Creature Feature – Moose

Posted by  //  April 20, 2022  //  Articles, Creature Feature

Although it’s unlikely we’ll encounter a moose in this neck of the woods, the Adirondack Region hosts around 600-700 of these magnificent animals.  The moose is the largest member of the deer family.  Male moose, called bulls, weigh between 600–1,200 pounds and can stand nearly 7 feet tall at the shoulder!  Females, called cows, are smaller.  Moose have long legs to help navigate deep snow and wade through water.  A flap of skin called a ‘bell’ hangs under their throat.  Only bulls grow antlers, which start budding in early spring; they turn bone-hard over time and can reach over 5 feet wide.  Antlers are dropped annually between November-January.
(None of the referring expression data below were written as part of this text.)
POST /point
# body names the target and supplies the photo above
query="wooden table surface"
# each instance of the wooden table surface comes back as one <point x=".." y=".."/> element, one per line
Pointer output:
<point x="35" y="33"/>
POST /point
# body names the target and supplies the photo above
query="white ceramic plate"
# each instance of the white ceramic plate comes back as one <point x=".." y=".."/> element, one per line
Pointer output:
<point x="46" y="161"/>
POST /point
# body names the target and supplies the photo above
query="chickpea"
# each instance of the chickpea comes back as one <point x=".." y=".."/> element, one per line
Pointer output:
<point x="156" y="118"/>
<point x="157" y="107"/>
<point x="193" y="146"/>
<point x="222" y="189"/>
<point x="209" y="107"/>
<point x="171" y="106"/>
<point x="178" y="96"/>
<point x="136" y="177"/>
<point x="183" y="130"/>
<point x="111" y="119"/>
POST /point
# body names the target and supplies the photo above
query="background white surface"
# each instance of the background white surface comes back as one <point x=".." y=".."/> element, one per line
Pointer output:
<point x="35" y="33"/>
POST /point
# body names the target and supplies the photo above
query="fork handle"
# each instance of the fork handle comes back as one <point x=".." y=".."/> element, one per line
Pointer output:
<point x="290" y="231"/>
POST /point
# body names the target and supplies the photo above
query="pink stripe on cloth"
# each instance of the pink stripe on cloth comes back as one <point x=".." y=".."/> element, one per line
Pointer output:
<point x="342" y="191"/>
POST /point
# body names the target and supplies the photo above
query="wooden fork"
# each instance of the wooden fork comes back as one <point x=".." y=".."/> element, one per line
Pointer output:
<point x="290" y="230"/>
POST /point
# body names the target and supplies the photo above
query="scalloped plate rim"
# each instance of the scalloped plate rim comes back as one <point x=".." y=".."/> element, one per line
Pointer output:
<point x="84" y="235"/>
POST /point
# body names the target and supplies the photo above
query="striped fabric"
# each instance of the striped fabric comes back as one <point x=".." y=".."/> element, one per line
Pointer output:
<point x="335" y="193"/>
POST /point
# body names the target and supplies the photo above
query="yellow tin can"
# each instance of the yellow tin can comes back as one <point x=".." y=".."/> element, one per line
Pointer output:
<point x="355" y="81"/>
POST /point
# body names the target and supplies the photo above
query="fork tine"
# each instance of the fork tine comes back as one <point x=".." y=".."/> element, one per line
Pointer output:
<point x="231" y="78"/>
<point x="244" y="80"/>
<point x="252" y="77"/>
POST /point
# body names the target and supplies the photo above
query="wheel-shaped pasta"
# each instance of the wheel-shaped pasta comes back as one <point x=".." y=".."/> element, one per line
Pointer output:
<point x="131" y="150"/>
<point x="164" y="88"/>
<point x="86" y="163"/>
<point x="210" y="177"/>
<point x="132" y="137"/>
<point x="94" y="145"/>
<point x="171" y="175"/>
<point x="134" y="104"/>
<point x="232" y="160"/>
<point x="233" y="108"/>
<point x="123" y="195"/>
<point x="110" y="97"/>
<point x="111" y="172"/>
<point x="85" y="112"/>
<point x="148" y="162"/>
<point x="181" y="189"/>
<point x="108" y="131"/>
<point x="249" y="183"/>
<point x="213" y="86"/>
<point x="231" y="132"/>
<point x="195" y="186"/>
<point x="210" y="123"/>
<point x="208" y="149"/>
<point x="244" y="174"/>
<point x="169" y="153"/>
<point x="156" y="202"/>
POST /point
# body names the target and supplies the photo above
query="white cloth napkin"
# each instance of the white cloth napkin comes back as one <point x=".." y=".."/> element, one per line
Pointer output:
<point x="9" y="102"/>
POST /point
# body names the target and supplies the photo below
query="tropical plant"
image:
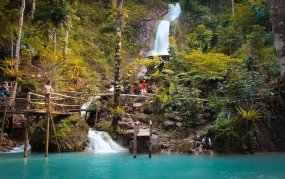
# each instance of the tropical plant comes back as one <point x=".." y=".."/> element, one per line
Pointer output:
<point x="252" y="115"/>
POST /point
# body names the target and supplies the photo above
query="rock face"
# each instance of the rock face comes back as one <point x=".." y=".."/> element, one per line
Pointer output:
<point x="143" y="145"/>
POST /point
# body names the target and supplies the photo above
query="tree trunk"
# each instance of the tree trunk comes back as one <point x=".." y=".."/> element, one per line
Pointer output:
<point x="277" y="12"/>
<point x="54" y="41"/>
<point x="117" y="85"/>
<point x="64" y="51"/>
<point x="233" y="7"/>
<point x="117" y="88"/>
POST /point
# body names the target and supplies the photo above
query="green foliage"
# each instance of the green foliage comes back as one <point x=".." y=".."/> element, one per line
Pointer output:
<point x="252" y="115"/>
<point x="209" y="66"/>
<point x="242" y="83"/>
<point x="108" y="128"/>
<point x="235" y="136"/>
<point x="200" y="39"/>
<point x="64" y="126"/>
<point x="117" y="112"/>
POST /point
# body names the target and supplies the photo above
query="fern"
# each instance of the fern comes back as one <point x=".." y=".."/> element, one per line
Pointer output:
<point x="252" y="115"/>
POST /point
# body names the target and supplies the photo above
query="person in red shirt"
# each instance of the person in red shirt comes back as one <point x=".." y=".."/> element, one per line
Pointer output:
<point x="143" y="88"/>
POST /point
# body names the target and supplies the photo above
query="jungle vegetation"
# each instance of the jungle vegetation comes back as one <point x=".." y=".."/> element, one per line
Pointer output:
<point x="219" y="52"/>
Optimal moose habitat includes a blend of mature, mixed woodlands, open areas and wetlands that provide ample leaves, twigs, buds and aquatic vegetation.  In winter, moose strip bark from young trees.  In summer, they wade into wetlands, reaching beneath and even diving under water for plants.  Wetlands also provide relief from biting insects and heat.

Moose breed in late September-October.  As bulls compete, their sparring and shoving matches can escalate, causing injuries.  Calves are born May-June and stay with their mothers until the following spring.  
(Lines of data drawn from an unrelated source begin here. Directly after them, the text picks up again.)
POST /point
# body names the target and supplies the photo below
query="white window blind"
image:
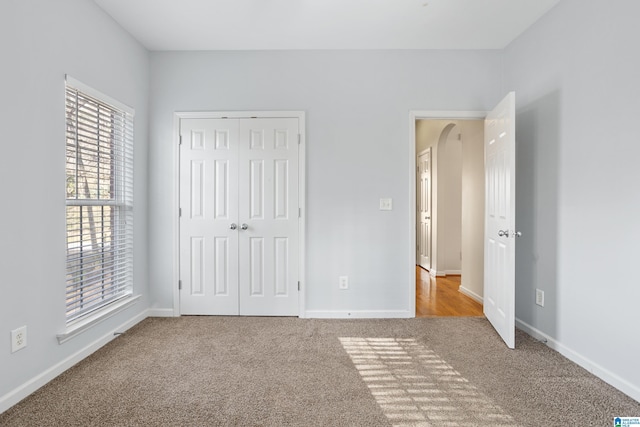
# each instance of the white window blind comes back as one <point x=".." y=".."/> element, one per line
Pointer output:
<point x="99" y="187"/>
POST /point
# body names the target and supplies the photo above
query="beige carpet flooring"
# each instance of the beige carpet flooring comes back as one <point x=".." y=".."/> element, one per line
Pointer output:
<point x="237" y="371"/>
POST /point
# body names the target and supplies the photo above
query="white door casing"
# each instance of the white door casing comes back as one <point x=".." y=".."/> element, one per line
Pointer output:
<point x="239" y="223"/>
<point x="424" y="209"/>
<point x="499" y="268"/>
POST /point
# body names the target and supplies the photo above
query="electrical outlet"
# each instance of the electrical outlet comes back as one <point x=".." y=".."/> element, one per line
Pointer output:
<point x="18" y="339"/>
<point x="386" y="204"/>
<point x="540" y="297"/>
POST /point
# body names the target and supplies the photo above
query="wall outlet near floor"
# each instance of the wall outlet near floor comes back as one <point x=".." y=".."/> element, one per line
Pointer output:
<point x="540" y="297"/>
<point x="18" y="339"/>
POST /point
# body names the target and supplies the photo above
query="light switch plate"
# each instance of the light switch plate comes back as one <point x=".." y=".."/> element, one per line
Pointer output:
<point x="386" y="204"/>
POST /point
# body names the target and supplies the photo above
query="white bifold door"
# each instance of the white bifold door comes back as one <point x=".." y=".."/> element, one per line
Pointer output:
<point x="500" y="209"/>
<point x="239" y="216"/>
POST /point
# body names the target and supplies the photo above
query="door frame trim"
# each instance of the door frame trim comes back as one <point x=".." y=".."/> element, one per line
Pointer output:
<point x="302" y="186"/>
<point x="413" y="116"/>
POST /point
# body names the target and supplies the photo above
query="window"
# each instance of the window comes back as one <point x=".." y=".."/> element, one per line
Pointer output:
<point x="99" y="202"/>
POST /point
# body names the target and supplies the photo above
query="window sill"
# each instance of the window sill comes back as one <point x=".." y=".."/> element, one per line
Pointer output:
<point x="81" y="325"/>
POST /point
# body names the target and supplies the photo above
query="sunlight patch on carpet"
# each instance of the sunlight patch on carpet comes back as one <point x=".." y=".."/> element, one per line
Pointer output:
<point x="415" y="387"/>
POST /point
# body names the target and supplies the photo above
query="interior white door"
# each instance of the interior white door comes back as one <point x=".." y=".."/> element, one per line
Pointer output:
<point x="424" y="209"/>
<point x="269" y="217"/>
<point x="209" y="213"/>
<point x="500" y="192"/>
<point x="239" y="218"/>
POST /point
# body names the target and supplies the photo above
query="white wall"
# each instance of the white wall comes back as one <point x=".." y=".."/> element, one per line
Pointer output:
<point x="357" y="105"/>
<point x="40" y="41"/>
<point x="575" y="74"/>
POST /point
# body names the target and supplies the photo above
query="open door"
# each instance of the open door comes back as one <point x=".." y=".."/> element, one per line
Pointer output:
<point x="424" y="209"/>
<point x="500" y="203"/>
No predators of adult moose remain in NY State, but black bears, and more rarely coyotes, sometimes eat younger calves.  Moose die from auto collisions and are susceptible to deadly parasites like brainworm.  Winter ticks are the main cause for mortality in New Hampshire, where one moose can carry thousands of ticks, resulting in extreme hair loss, emaciation and death.  Biologists are studying different ways to help moose populations combat winter ticks.